For any nonnegataive function, the absolute integrability is equivalent to improper integrability.

In particular,

• The function ${\displaystyle f_{1}(x)=x^{-2}}$ is absolutely integrable on ${\displaystyle \left[1,\infty \right)}$ and is not on ${\displaystyle \left(0,\infty \right)}$.
• The function ${\displaystyle f_{2}={\frac {1}{\sqrt {x}}}}$ is absolutely integrable on ${\displaystyle (0,1)}$.
• The function ${\displaystyle f_{3}(x)=\mathrm {e} ^{-x^{2}}}$ is absolutely integrable on ${\displaystyle \left(-\infty ,\infty \right)}$

The function ${\displaystyle f(x)=\mathrm {e} ^{-x^{2}}\,\sin {x}}$ is absolutely integrable on ${\displaystyle \left(-\infty ,\infty \right)}$

Indeed, the function ${\displaystyle f}$ is locally integrable on ${\displaystyle \left(-\infty ,\infty \right)}$, a function ${\displaystyle g(x)=\mathrm {e} ^{-x^{2}}}$ is improperly integrable on ${\displaystyle \left(-\infty ,\infty \right)}$, and ${\displaystyle \left|f(x)\right|\leq g(x)}$ for all ${\displaystyle x\in \mathbb {R} }$

### Counterexamples

The function ${\displaystyle f(x)={\begin{cases}1&x\in \mathbb {Q} \\-1&x\in \mathbb {R} \setminus \mathbb {Q} \end{cases}}}$ is not absolutely integrable on ${\displaystyle (0,1)}$:

Indeed, the function ${\displaystyle f}$ is not locally integrable on ${\displaystyle (0,1)}$. At the same time, the function ${\displaystyle \left|f\right|}$ is constant and hence (properly) integrable on ${\displaystyle (0,1)}$.

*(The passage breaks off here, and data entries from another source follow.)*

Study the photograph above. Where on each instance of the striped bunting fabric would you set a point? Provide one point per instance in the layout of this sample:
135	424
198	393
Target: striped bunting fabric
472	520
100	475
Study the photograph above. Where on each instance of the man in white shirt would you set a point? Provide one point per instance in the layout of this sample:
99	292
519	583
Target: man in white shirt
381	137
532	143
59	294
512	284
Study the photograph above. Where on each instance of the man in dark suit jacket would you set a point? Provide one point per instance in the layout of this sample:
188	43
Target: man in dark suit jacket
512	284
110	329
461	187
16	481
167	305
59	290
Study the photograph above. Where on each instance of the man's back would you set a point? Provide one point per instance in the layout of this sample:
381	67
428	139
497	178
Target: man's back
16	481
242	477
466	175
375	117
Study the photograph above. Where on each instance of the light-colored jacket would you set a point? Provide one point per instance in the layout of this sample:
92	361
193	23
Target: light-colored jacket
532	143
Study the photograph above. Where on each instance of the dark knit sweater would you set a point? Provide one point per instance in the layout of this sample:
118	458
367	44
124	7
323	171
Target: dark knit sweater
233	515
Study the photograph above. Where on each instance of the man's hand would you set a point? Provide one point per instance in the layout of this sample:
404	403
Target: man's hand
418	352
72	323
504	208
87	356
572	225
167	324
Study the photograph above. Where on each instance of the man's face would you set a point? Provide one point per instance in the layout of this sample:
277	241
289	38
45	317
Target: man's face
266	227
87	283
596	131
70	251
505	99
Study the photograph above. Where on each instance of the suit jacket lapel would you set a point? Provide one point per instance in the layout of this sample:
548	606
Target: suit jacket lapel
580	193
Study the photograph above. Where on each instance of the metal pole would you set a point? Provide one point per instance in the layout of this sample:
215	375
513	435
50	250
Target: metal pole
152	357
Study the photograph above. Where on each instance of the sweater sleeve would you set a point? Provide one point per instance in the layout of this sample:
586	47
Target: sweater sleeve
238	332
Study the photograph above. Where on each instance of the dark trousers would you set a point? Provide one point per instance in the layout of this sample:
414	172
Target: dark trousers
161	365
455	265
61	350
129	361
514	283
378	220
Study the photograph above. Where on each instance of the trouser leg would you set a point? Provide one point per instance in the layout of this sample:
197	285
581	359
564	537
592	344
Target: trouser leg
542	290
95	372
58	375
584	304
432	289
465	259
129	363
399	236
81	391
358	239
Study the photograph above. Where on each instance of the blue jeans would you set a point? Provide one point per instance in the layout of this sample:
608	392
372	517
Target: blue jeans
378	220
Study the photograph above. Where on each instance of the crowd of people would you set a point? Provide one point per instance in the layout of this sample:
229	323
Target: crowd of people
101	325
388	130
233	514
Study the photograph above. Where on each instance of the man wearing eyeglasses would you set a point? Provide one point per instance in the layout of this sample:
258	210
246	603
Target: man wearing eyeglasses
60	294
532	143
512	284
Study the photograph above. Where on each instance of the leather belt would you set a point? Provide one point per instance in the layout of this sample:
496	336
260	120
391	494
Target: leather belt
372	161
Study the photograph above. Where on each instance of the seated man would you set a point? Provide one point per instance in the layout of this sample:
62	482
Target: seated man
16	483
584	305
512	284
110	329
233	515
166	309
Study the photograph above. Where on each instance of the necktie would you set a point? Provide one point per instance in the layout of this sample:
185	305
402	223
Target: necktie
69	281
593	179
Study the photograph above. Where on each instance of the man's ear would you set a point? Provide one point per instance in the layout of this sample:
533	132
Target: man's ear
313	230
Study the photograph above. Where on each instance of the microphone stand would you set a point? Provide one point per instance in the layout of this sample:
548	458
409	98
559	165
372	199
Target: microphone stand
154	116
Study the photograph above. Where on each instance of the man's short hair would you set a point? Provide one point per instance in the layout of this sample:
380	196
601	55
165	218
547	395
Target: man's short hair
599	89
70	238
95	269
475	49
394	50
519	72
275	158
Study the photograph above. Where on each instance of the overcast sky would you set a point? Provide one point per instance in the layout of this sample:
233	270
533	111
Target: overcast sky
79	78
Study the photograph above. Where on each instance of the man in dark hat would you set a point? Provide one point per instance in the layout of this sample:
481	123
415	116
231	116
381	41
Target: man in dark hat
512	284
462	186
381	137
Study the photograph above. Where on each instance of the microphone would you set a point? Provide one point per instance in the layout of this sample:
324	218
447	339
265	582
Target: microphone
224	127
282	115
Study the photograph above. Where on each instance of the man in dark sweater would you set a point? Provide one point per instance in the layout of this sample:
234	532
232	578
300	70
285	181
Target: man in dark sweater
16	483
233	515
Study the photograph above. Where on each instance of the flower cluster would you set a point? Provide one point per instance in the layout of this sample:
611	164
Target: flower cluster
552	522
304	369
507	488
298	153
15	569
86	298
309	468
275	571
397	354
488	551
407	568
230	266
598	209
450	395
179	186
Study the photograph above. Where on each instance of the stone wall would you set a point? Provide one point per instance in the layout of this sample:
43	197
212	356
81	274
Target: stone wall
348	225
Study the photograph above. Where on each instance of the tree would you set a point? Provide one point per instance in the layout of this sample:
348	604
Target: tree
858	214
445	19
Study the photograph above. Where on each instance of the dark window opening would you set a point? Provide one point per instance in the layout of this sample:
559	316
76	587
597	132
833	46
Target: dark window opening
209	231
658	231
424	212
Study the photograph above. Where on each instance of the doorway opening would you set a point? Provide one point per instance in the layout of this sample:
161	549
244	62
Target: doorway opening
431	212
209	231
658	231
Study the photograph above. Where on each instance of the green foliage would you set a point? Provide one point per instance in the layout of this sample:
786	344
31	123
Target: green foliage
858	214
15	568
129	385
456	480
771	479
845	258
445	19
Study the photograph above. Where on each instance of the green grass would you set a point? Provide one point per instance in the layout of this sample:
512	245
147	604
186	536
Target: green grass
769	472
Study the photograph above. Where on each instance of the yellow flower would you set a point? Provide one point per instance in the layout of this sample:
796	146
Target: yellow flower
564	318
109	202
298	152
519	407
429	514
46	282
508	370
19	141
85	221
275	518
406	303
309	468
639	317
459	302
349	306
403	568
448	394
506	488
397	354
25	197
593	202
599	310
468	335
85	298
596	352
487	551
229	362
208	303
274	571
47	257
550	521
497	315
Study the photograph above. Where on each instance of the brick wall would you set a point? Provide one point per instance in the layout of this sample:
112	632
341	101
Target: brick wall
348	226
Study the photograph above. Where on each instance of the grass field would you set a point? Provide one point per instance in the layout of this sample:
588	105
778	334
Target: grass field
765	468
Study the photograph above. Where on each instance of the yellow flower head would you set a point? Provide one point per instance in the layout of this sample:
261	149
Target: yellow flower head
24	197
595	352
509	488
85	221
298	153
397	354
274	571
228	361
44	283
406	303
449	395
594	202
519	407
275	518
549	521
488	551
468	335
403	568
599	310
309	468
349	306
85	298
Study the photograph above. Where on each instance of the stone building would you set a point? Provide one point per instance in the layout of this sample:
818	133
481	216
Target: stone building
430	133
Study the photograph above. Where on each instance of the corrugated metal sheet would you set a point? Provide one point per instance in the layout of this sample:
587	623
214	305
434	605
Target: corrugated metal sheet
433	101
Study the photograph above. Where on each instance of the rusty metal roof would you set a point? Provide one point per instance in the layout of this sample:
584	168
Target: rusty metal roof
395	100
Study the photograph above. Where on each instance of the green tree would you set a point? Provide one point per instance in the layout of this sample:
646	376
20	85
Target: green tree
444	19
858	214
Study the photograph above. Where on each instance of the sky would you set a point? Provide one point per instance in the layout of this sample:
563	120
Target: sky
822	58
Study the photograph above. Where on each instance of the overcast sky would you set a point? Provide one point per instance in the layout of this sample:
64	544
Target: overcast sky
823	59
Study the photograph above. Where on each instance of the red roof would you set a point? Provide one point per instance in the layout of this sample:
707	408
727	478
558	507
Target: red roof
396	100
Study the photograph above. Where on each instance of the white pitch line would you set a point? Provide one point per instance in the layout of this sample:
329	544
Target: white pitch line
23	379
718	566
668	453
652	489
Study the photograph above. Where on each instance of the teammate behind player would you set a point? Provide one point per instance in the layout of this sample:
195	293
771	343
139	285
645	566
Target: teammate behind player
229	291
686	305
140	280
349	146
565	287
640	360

${\displaystyle f(x)=x^{-1}\sin {x}}$ is not absolutely integrable on ${\displaystyle \left[1,\infty \right)}$.

For any ${\displaystyle n\in \mathbb {N} }$,

{\displaystyle {\begin{aligned}\int _{n\,\pi }^{(n+1)\,\pi }\left|f(x)\right|\,\mathrm {d} x&\geq \int _{n\,\pi }^{(n+1)\,\pi }{\frac {\left|\sin {x}\right|}{(n+1)\,\pi }}\,\mathrm {d} x\\&={\frac {1}{(n+1)\,\pi }}\int _{0}^{\pi }\sin {x}\,\mathrm {d} x\\&={\frac {2}{(n+1)\,\pi }}&\geq {\frac {1}{n\,\pi }}&\geq {\frac {1}{\pi }}\,\int _{n\,\pi }^{(n+1)\,\pi }{\frac {1}{x}}\,\mathrm {d} x\end{aligned}}}

It remains to notice that ${\displaystyle g(x)={\frac {1}{x}}}$ is not improperly integrable on ${\displaystyle \left[\pi ,\infty \right)}$.

Main idea: The function ${\displaystyle f}$ behaves similarly to ${\displaystyle x^{-1}}$, so the improper integral on ${\displaystyle \left[1,\infty \right)}$ does not exist.